During their time in the States, the British Davis Cup team members were invited to the Beverley Hills mansion of Charlie Chaplin, who was then one of Hollywood’s biggest silent movie stars. According to Woosnam’s biographer, Mick Collins, the great sportsman appears to have been distinctly underwhelmed at meeting Chaplin. The film star is reported to have challenged him to a game of table tennis, which Woosnam proceeded to win comfortably, despite swapping his bat for a butter knife. Later, bored with a lengthy speech which the actor was making to his guests, Woosnam proceeded to push Chaplin, fully clothed, into his own swimming pool. Amidst great laughter, Chaplin stormed off and his humiliation at the hands of Woosnam was complete.

Below: Charlie Chaplin in 1922, the year after his infamous encounter with Woosnam

Above: Trinity College Cambridge where Woosnam excelled at sport prior to WWI | Photo Credit: giomodica/CC BY 3.0

Upon his return home from the USA in late September, Woosnam made his first appearance of the 1921/22 season for Manchester City in a home draw against Blackburn Rovers. It proved to be another memorable football season, with Woosnam winning his first – and only - international cap for England when he captained the national side in a game against Wales at Anfield in March 1922. “Tackling with his usual energy, untiring, and always placing himself in a position to reach the ball, the English captain certainly enhanced his reputation”, one newspaper reported.

In a newspaper interview given just after his England appearance, Woosnam revealed that his tournament play during the 1922 tennis season would be greatly restricted because of “the calls of his business of consulting engineer to a well-known Manchester firm”. In the event, he did not play any tennis that summer, as he broke his leg in City’s last league game of the season against Newcastle.

He did resume his tennis career the following summer with considerable success, having his best run ever in the Wimbledon singles when he reached the quarter final. In August 1923, he also returned to captain the Manchester City side in their first ever game at Maine Road, but, following his injury, he never played for City regularly again.

Woosnam was selected to compete in tennis again at the 1924 Olympic Games, held in Paris, but was unable to repeat his success of four years previously. Now aged 32, the great sportsman’s top-class career was beginning to come to an end. In early 1925, he did return briefly to play in the FA Cup for Manchester City, but any hope of a longer run in the side was ended when he was struck down with a severe bout of influenza.

After taking on a new job at the Cheshire based chemicals business, Brunner Mond, he ended his football playing days at local non-league side, Northwich Victoria. A highly adept golfer who played off a scratch handicap, he was, in 1929, captain of the Sandiway Golf Club in Northwich and held the course record there for a while.

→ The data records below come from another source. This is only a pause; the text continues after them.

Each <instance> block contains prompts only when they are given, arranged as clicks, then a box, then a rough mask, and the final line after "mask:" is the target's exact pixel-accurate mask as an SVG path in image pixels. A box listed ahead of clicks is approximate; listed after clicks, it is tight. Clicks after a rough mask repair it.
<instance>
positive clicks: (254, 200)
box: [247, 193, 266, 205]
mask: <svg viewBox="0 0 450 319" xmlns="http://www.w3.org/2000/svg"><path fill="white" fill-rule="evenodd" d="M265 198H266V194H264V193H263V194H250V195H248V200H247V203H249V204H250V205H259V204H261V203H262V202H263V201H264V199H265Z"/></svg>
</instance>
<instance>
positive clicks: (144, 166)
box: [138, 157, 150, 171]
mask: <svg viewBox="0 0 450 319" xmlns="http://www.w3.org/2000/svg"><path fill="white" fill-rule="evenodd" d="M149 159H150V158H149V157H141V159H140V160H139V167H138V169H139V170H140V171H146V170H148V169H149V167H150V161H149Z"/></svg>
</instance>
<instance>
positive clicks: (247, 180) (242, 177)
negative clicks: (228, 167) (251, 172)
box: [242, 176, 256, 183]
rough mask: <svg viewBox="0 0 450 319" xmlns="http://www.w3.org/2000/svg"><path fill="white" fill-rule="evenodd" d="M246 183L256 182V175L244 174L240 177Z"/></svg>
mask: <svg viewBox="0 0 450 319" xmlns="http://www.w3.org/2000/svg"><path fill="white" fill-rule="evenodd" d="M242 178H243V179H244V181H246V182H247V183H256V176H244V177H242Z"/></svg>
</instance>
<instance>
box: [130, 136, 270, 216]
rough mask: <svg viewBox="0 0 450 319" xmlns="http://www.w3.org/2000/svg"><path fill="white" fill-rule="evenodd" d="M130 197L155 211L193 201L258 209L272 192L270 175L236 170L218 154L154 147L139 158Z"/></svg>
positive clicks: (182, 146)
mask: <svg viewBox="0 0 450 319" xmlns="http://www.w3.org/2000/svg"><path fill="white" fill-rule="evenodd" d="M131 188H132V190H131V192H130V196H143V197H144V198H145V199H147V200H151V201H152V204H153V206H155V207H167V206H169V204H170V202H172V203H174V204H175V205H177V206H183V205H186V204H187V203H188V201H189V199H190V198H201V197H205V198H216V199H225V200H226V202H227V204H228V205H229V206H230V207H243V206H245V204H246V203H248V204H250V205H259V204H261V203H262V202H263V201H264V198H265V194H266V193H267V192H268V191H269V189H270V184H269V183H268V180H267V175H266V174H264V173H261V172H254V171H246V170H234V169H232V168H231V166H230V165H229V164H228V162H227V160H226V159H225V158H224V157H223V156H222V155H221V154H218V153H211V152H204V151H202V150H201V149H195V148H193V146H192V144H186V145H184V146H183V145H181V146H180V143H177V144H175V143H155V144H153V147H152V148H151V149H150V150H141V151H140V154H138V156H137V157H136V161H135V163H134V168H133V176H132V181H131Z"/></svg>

In the same year, Woosnam fell seriously ill with typhoid fever, which he is reported to have caught from a recently acquired pet parrot. The indomitable Woosnam made a full recovery and lived on to be as successful in business as he had been in sport, eventually becoming a board member of chemicals giant, ICI.

Max Woosnam died in July 1965 at the age of 72. Ardent Charlie Chaplin fans may beg to differ, but his exceptional sporting achievements deserve to be remembered. As a Daily Mail columnist commented during the 1920s, Woosnam was an “Admirable Crichton of sport, the epitome of physical energy and English hope”. His many accomplishments are all the more remarkable, bearing in mind that for four years from 1914 to 1918, when he should have been at the height of his powers, he was competing on the battlefield and not in the sporting arena.